The second approach leverages requests.Session with a composed base URL and a clean path expansion. In practice, this variant has resolved the pipeline issue.

import os
import re
import uuid
import validators
import requests

UUID_V4_PATTERN = r'^[0-9a-f]{8}-[0-9a-f]{4}-4[0-9a-f]{3}-[89ab][0-9a-f]{3}-[0-9a-f]{12}$'


def retrieve_file(item_id):
    if not re.match(UUID_V4_PATTERN, item_id):
        raise ValueError('invalid file_id')

    if not validators.uuid(item_id):
        raise ValueError('invalid file_id')

    try:
        clean_id = str(uuid.UUID(item_id))
    except Exception:
        raise ValueError('invalid file_id')

    env_host = os.getenv('HOSTNAME', None)
    if env_host is None:
        raise ValueError('invalid hostname')
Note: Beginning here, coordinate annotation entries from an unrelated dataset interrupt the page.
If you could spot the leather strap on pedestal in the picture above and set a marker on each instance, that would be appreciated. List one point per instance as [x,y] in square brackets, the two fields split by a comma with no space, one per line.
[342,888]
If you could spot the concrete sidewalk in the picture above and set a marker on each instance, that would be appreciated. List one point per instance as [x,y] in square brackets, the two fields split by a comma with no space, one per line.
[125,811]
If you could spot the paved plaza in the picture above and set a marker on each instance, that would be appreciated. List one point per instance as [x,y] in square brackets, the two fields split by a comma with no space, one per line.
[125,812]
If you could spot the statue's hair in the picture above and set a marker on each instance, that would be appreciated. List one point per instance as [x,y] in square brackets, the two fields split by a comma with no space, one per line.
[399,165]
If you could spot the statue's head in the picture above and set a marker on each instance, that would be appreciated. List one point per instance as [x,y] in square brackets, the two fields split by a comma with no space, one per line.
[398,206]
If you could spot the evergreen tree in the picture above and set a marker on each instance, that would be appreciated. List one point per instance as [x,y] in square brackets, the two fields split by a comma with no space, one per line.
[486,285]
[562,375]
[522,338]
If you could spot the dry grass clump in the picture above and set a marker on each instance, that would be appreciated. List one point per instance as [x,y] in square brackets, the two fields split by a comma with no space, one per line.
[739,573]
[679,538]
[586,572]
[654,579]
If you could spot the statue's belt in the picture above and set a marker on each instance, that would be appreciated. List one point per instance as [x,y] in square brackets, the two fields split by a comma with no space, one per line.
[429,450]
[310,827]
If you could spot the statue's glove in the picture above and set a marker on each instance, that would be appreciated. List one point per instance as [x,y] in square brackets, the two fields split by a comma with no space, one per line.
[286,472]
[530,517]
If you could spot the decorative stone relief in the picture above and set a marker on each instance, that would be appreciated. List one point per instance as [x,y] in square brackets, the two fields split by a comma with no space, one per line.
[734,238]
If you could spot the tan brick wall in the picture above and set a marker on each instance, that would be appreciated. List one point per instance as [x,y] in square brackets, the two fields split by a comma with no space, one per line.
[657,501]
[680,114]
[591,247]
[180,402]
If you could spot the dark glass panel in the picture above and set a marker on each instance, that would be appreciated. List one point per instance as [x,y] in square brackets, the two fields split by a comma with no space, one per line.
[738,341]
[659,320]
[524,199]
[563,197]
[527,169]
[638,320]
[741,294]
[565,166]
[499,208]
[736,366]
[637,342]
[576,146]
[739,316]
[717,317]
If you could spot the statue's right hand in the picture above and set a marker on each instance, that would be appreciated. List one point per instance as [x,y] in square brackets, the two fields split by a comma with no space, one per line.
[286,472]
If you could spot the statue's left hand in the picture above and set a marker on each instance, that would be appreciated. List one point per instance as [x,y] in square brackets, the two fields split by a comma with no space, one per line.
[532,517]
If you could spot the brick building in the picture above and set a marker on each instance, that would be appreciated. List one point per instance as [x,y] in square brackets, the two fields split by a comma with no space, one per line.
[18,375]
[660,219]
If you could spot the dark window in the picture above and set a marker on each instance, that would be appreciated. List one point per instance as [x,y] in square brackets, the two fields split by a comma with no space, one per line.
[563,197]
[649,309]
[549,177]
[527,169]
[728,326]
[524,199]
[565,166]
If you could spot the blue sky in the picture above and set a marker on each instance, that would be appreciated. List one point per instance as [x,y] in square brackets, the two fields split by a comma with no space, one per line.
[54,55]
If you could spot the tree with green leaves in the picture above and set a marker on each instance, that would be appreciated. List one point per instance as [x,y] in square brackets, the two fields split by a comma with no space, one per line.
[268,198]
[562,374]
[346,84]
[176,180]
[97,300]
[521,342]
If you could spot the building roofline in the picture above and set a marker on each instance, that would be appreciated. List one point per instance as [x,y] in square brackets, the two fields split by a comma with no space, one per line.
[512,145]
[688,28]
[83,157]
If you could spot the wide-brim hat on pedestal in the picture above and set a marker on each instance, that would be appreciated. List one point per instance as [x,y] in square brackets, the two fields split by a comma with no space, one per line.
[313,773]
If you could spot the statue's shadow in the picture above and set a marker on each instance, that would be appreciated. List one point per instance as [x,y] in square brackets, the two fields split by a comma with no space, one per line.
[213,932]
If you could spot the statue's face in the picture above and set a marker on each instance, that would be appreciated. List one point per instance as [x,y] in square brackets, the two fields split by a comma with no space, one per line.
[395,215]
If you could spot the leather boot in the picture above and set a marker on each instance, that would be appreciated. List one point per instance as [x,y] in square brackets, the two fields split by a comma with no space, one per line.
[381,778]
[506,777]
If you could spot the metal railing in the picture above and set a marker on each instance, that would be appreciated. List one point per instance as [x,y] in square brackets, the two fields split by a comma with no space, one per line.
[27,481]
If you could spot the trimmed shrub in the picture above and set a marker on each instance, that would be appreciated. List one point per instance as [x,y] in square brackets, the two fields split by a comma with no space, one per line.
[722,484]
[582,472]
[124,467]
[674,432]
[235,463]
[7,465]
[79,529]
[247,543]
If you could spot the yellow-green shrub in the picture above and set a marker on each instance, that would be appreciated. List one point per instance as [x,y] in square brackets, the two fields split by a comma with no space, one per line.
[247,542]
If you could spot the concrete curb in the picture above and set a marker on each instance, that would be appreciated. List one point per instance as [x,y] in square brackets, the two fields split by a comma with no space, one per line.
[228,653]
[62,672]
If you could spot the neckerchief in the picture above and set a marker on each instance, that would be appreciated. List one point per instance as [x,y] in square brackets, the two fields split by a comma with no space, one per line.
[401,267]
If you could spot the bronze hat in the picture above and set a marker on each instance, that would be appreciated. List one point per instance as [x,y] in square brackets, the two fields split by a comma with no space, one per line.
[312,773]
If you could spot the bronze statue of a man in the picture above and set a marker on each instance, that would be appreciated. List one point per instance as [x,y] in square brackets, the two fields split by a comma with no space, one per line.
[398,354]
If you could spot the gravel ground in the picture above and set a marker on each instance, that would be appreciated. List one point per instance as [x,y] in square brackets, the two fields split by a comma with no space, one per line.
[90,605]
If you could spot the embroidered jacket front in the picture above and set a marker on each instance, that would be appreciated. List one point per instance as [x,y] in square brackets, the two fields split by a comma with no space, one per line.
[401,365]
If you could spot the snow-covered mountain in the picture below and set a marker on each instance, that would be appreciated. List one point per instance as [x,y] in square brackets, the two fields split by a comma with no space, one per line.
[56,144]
    api_base = f'https://{env_host}/v1/files'

    sess = requests.Session()
    resp = sess.get(f"{api_base}/{clean_id}")
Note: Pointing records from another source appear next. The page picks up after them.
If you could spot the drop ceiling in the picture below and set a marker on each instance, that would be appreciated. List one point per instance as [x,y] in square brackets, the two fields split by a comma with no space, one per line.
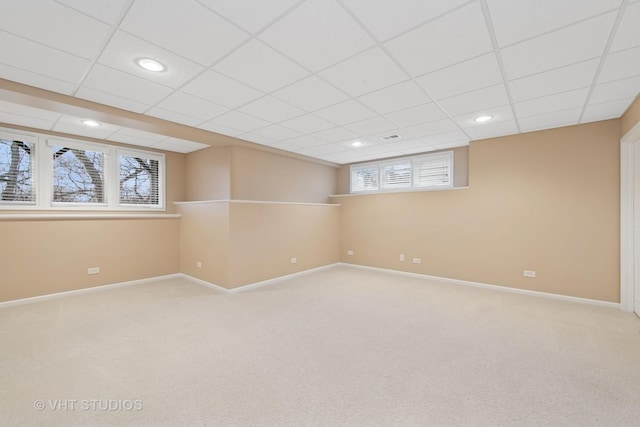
[313,76]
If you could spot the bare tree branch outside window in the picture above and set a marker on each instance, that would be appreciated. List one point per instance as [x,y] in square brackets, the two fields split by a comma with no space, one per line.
[16,171]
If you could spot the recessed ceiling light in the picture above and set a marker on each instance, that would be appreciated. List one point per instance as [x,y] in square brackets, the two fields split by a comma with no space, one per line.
[482,119]
[91,123]
[150,64]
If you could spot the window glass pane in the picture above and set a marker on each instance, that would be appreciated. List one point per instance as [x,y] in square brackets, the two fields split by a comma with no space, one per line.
[139,181]
[397,175]
[364,179]
[78,176]
[16,171]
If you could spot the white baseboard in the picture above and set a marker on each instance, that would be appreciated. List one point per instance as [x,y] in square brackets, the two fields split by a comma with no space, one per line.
[84,290]
[255,285]
[492,287]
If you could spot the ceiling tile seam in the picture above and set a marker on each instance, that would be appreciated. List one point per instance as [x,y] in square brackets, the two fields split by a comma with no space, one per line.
[553,30]
[494,42]
[401,66]
[114,29]
[603,57]
[95,18]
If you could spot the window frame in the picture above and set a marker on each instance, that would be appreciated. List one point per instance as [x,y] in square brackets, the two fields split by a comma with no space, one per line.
[413,161]
[42,168]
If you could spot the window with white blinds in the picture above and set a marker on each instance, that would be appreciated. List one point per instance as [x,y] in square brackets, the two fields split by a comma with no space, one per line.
[16,171]
[72,174]
[417,172]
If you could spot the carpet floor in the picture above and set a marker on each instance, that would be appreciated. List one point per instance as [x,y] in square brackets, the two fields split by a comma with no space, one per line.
[337,347]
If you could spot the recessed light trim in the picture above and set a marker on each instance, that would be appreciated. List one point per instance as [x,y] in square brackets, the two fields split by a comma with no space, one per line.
[91,123]
[150,65]
[482,119]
    if resp.status_code == 200:
        return resp

What changed and why it helps

In both variants the input validation remains identical. The difference is how the final URL is assembled. Explicit URL building and encoding, or composing a base endpoint and issuing the request via Session, breaks the direct taint flow that static analysis tools look for. The result is the same outgoing request, but constructed in a way that avoids the flagged pattern.

Why you should care

SSRF is a high-signal category in SAST and can block releases even for internal-only traffic. Adjusting how you build URLs keeps pipelines green without relaxing checks. It also makes the intent of the code clearer: the path segment is treated as data, not as a free-form URL.

Takeaways

Validate the identifier as strictly as needed, then build the request URI using safe primitives or a Session-based flow rather than raw string interpolation. This preserves functionality, reduces perceived SSRF risk in static analysis, and prevents your CI/CD from stalling on a false-positive taint pattern.

The article is based on a question from StackOverflow by hivegu and an answer by Mahrez BenHamad.